India Banks Need OverhaulIndia Banks Need Overhaul

The International Monetary Fund said India’s record $32 billion bank-recapitalization plan must be accompanied by restructuring of state-run lenders, as the central bank warned of rising bad loans.

Under the baseline scenario in a stress test, the Indian banking sector’s gross bad-loan ratio will increase to 10.8% in March and 11.1% by September 2018, from 10.2% in September 2017, according to the Reserve Bank of India’s Financial Stability Report published late in Mumbai on Thursday. The financial system remains stable, the authority said, Bloomberg reported.

In a separate report published around the same time, the IMF said India should work toward its stated goal of consolidating its banking sector, but should avoid mergers of weak state-run banks with stronger peers.

“Exit of the weakest (small) banks should be considered, with voluntary transfer of liabilities and good assets to stronger market participants, leaving bad assets behind in liquidation,” the IMF said. “Consideration should also be given to further reducing the state’s ownership stake, including full privatization of some of the banks and access to international bond markets.”

Indian banks have some of the highest levels of debt of any emerging market, with the bulk of bad loans saddled in public-sector lending institutions.

This debt burden means that banks have been stretched too thin to lend for fresh investments, holding back growth in Asia’s third-largest economy, AFP reported.

The IMF—in its annual assessment of the stability of India’s financial system—said these conditions are testing the resilience of banks. Larger lenders appear sturdy but “the system is subject to considerable vulnerabilities”, the IMF said in its report.
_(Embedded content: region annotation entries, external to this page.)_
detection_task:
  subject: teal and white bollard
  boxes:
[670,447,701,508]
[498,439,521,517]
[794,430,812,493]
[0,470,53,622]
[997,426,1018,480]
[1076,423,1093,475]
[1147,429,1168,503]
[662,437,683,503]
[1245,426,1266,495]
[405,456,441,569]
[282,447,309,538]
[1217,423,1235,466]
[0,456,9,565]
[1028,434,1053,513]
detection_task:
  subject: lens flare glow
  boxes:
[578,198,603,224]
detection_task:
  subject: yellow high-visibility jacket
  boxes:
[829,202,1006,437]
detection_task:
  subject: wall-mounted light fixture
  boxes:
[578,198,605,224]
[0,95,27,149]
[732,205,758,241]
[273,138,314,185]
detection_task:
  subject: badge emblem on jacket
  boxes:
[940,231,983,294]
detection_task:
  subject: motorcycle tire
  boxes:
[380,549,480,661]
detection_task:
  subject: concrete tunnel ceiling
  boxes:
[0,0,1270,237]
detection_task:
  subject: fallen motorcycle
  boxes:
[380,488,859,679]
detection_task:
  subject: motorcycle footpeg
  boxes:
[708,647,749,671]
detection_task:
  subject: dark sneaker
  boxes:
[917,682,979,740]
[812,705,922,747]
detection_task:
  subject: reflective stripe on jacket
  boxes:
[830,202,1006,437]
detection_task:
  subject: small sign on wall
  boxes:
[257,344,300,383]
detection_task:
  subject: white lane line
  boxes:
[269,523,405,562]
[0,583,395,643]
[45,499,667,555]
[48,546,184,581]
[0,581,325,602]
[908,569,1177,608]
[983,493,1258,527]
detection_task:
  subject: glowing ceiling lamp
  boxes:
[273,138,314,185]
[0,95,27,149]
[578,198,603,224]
In particular, a “group of public sector banks are highly vulnerable to further declines in asset quality”, it added. The IMF said despite considerable progress there was scope for improving oversight of the financial sector, including in regards to the independence of RBI.

“Notably, these include strengthening the RBI’s de jure independence as well as its powers” over the public sector banks and “expanding other financial regulators’ resources”, the IMF said.

The government has been urging the central bank to cut interest rates to encourage investment. The bank has been reluctant to do so, fearing that reducing rates—already at a seven-year low of 6%—could stoke inflation.

In May, the government gave the central bank greater powers to intervene in cases of bad loans, and to order lenders to deal with their debts under bankruptcy laws. In October it announced a $32 billion recapitalization plan for state-owned banks to help them clean up their books and revive investment as India’s $2 trillion economy slowed.